The QOLIE-AD-48 is a survey of health-related quality of life for adolescents (11-18 years of age) with epilepsy. [Adults (18 years or older) should complete the QOLIE-31-P, designed for that age group.] This questionnaire should be completed only by the person who has epilepsy (not a relative or friend) because no one else knows how THEY feel.

There are 48 questions (in two parts) about your patient's health and daily activities. Ask your patient to answer every question by circling the appropriate number (1, 2, 3...). The first part asks about your patient's general health. The second part asks about the effects of your patient's epilepsy and antiepileptic medications. Please have them answer every question by circling the appropriate number (1, 2, 3, 4, 5). Even if some questions look similar, have your patient answer every question. If they are not sure about how to answer a question, please have them give the best answer they can.

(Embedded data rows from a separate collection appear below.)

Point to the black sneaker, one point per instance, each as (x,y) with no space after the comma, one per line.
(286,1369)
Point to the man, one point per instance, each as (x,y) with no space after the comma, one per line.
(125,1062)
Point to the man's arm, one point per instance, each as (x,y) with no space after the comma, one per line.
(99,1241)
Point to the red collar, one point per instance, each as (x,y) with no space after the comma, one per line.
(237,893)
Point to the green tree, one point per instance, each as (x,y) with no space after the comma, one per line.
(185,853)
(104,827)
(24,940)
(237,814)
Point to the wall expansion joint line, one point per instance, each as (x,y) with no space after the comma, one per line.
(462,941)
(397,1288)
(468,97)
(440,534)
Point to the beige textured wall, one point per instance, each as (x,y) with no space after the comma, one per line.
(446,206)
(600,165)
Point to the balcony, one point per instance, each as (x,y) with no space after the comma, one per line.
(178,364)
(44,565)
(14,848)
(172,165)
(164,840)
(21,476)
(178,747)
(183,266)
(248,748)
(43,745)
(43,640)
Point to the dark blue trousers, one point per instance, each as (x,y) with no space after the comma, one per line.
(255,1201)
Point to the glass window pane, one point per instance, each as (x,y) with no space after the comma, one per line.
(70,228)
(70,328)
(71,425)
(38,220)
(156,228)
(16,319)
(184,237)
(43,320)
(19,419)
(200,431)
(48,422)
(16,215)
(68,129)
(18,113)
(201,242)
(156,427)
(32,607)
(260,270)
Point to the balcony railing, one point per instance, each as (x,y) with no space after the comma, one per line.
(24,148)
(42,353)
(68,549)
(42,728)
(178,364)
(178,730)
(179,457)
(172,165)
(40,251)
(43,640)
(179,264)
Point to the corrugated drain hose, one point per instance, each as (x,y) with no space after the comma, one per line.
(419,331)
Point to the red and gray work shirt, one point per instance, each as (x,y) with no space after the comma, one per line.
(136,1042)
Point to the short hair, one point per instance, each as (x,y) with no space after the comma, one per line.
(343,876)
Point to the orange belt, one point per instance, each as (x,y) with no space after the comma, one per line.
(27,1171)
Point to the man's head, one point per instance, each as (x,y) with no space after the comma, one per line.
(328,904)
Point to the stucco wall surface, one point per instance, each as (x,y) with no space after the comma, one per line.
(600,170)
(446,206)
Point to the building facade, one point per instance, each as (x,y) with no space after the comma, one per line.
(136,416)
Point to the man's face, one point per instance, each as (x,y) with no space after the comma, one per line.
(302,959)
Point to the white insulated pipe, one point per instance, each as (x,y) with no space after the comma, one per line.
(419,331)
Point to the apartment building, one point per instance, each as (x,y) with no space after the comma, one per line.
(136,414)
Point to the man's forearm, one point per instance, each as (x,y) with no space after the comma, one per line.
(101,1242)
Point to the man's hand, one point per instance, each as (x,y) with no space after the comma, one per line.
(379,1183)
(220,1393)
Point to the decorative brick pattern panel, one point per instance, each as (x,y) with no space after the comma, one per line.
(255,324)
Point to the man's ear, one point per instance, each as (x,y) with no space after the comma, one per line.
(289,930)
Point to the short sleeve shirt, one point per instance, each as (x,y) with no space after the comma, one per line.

They may write notes in the margin to explain their feelings. These notes may be useful if you discuss the QOLIE-AD-48 with your patient. Completing the QOLIE-AD-48 before and after treatment changes may help you and your patient understand how the changes have affected your patient's life.

 

Seizure Severity Questionnaire

The Seizure Severity Questionnaire (SSQ) is a review of various aspects of seizures. The person who has seizures may ask people who have observed the seizures (family, friends) to help answer some of the questions asking about events, but not about feelings. Only the person who has seizures knows how it feels to have them. There are 11 questions in three sections asking about events before, during, and after typical seizures.

Please have your patient describe their MOST COMMON TYPE OF SEIZURE when answering the questions. If they are unsure about how to answer a question, please have them give the best answer they can and write a comment or explanation on the side of the page. These notes may be useful if you discuss the SSQ with your patient. Completing the SSQ before and after treatment changes may help you and your patient understand how the changes have affected their life.